KASTEN YARALAMA SUÇUNDA GÖREVLİ MAHKEME HANGİSİDİR?
Suçun TCK madde 87/4 (kasten yaralama sonucu ölüm, bir diğer kullanımla ağırlaşmış yaralama) hali AĞIR CEZA mahkemelerinin diğer halleri ise ASLİYE CEZA mahkemelerinin görev alanına girmektedir.
KASTEN YARALAMA SUÇUNUN TEMEL ŞEKLİNİN CEZASI NEDİR?
- TCK madde 86/1, kasten yaralama suçu failini, kasten başkasının vücuduna acı veren veya sağlığının ya da algılama yeteneğinin bozulmasına neden olan kişi olarak tanımlamıştır. Suçun TCK madde 86/1’de ifade edilen temel şeklinin cezası 1 yıldan 3 yıla kadar hapis cezasıdır.
- TCK madde 86/2’ye göre ise kasten yaralama suçunun mağdur üzerindekinin etkisi basit tıbbi müdahale ile giderilebilecek ölçüde hafif olması durumunda, mağdurun şikayeti üzerine verilecek ceza 4 aydan 1 yıla kadar hapis veya adli para cezasıdır.
KASTEN YARALAMA SUÇUNUN NİTELİKLİ HALLERİ ve VERİLECEK CEZALAR NELERDİR.
Kasten yaralama suçunun nitelikli hallerinde ise verilecek cezalar değişmektedir.

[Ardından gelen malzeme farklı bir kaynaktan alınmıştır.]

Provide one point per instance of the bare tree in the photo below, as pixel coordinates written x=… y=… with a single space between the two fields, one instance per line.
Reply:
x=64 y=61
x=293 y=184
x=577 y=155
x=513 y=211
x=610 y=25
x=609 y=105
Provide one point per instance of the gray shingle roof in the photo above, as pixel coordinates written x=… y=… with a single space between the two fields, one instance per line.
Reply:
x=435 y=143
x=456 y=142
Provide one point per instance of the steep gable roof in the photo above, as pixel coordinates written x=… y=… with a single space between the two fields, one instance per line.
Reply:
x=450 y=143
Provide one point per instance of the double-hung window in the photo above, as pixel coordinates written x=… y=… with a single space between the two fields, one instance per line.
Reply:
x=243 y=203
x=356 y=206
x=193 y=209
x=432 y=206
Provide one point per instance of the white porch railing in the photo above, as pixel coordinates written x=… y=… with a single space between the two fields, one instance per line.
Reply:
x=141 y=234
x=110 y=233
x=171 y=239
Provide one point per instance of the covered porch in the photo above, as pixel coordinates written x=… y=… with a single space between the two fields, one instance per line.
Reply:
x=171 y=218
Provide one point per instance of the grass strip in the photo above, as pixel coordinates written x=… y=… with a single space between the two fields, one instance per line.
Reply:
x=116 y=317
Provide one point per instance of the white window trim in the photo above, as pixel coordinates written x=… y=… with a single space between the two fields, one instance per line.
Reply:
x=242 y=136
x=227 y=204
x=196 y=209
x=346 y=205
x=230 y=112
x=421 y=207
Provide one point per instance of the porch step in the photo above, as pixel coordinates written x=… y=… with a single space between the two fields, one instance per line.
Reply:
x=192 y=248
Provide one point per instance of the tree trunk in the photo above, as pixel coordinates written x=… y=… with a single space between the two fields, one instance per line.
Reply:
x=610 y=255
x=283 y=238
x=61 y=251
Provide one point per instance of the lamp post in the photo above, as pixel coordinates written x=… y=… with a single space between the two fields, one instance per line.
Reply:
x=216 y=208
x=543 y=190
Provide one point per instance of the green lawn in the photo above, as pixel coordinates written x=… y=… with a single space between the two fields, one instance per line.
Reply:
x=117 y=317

1- Suçun işleniş biçimine göre nitelikli haller TCK madde 86/3’de sayılmıştır. Buna göre;
– Suçun; üstsoya, altsoya, eşe veya kardeşe karşı, beden veya ruh bakımından kendisini savunamayacak durumda bulunan kişiye karşı, kişinin yerine getirdiği kamu görevi nedeniyle, kamu görevlisinin sahip bulunduğu nüfuzu kötüye kullanılmak suretiyle, silahla işlenmesi halinde verilecek ceza yarı oranında, canavarca hisle işlenmesi halinde ise bir kat arttırılmaktadır. (TCK madde 86/3 –a,b,c,d,e,f,)
2- Suçun neticelerine göre nitelikli haller ise TCK madde 87’de sayılmıştır.
– Suç neticesinde mağdurun; duyularından veya organlarından birinin işlevinin sürekli zayıflamasına, konuşmasında sürekli zorluğa, yüzünde sabit ize, yaşamını tehlikeye sokan bir duruma, gebe bir kadına karşı işlenip de çocuğunun vaktinden önce doğmasına neden olunmuşsa fail hakkında verilecek ceza bir kat arttırılacaktır. Ancak verilecek ceza, TCK madde 86/1’e giren hallerde 3 yıldan TCK madde 86/3’e giren hallerde 5 yıldan az hapis cezası olamaz. (TCK madde 87/1-a,b,c,d,e)
– Suç neticesinde mağdurun; iyileşmesi olanağı bulunmayan bir hastalığa veya bitkisel hayata girmesine, duyularından veya organlarından birinin işlevinin yitirilmesine, konuşma ya da çocuk yapma yeteneklerinin kaybolmasına, yüzünün sürekli değişikliğine, gebe bir kadına karşı işlenip de çocuğunun düşmesine neden olunmuşsa fail hakkında verilecek ceza iki kat arttırılacaktır. Ancak verilecek ceza, TCK madde 86/1’e giren hallerde 5 yıldan TCK madde 86/3’e giren hallerde 8 yıldan az hapis cezası olamaz. (TCK madde 87/2-a,b,c,d,e)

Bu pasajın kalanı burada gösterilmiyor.